European stock markets rose Wednesday with London jumping close to a record peak on hopes of an end to Greece's debt stand-off, dealers said.
Equities were jolted higher on news that crisis-hit Athens will ask for an extension to its bailout and avoid a painful eurozone exit.
In reaction, the British capital's benchmark FTSE 100 index of top companies soared to 6,921.32 points in morning deals, which was less than 30 points below its record intra-day high set in 1999.
The FTSE later stood at 6,903.30 points, up 0.08 percent from Tuesday's closing level, aided also by upbeat British unemployment data.
Elsewhere, Frankfurt's DAX 30 gained 0.60 percent to 10,960 points and the CAC 40 index in Paris rallied 1.01 percent to 4,801.70.
Athens' main shares index leapt 1.70 percent to 852.88 points, having earlier surged by more than 3.0 percent.
In foreign exchange activity, the euro fell to $1.1388 from $1.1413 late in New York.
"European equities are trading higher... as renewed optimism is making the rounds that Greece and the EU will agree to a compromise after all," said Markus Huber, analyst at broker Peregrine & Black.
Greece will ask to extend its European loan agreement without signing up to the loathed duties of a full-blown bailout, its Finance Minister Yanis Varoufakis said.
Greek public television reported that Athens will on Wednesday send a letter to Jeroen Dijsselbloem, the head of the Eurogroup, requesting a six-month extension.
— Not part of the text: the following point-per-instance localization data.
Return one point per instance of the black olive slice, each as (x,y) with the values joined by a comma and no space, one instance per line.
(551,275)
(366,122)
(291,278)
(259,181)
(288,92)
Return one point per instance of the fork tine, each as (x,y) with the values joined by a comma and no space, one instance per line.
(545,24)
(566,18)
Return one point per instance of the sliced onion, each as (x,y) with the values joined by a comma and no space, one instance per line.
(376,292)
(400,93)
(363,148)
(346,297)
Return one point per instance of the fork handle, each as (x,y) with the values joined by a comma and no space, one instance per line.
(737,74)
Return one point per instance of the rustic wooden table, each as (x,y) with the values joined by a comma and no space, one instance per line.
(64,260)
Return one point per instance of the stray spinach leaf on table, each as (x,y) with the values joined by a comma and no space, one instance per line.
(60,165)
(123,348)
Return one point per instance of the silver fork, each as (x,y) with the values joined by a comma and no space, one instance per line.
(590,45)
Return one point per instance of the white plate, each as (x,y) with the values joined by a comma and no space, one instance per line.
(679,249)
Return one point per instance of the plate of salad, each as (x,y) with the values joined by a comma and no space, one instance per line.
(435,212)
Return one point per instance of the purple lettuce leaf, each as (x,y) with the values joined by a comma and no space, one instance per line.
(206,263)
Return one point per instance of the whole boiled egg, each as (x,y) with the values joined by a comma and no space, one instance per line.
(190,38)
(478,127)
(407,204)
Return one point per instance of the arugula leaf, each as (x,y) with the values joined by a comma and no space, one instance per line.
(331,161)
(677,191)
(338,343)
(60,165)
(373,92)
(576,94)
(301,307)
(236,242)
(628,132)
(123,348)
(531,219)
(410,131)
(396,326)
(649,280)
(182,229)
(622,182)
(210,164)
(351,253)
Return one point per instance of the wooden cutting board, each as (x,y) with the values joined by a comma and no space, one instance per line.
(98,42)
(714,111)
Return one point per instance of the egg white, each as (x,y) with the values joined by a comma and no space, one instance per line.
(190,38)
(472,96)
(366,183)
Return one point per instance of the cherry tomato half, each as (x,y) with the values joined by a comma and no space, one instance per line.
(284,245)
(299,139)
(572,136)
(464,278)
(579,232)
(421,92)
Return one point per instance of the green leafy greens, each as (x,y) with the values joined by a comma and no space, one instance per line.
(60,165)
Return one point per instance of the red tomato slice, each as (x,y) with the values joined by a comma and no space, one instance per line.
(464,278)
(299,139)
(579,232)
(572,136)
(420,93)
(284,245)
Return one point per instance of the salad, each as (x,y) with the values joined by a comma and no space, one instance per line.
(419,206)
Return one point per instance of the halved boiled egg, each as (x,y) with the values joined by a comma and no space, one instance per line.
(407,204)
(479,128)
Europe and Greece are racing to reach a deal to prevent Greece from crashing out of the eurozone, after talks in Brussels had ended in acrimony on Monday.
The European portion of the 240 billion euro ($270 billion) bailout expires at the end of February and Greece's creditors insist it needs extra financing to stave off the risk of a default and a eurozone exit.
"There is a feeling that a lifeline will be cast out to save the Mediterranean nation," added IG analyst David Madden.
- 'Too much at stake' -
"Athens is angling for emergency funding for its banking system, and should the ECB deny it, it would effectively be turning its back on the debt-laden country.
"Europe doesn't want to let Greece go as it has too much at stake ... but at the same time it wants to save face, and this is why markets believe a rescue package will be reached in the end."
Back in London, the British pound soared to a seven-year pinnacle against the European single currency on the back of upbeat jobless data.
Britain's unemployment rate has descended to a new six-year low of 5.7 percent while growth in wages outpaced inflation, official data showed Wednesday.
In reaction, the euro sank to 73.63 pence -- the lowest level since January 2, 2008. It later stood at 73.82, down from 74.34 pence on Friday. The pound meanwhile rose to $1.5426 from $1.5352.
"Tighter labour market conditions are exerting upward pressure on wages and increasing the probability of a rate hike before year-end, highlighting divergent monetary stances by the Bank of England and European Central Bank. Hence the pound has rallied versus the euro," Nick Stamenkovic, macro strategist at RIA Capital Markets, told AFP.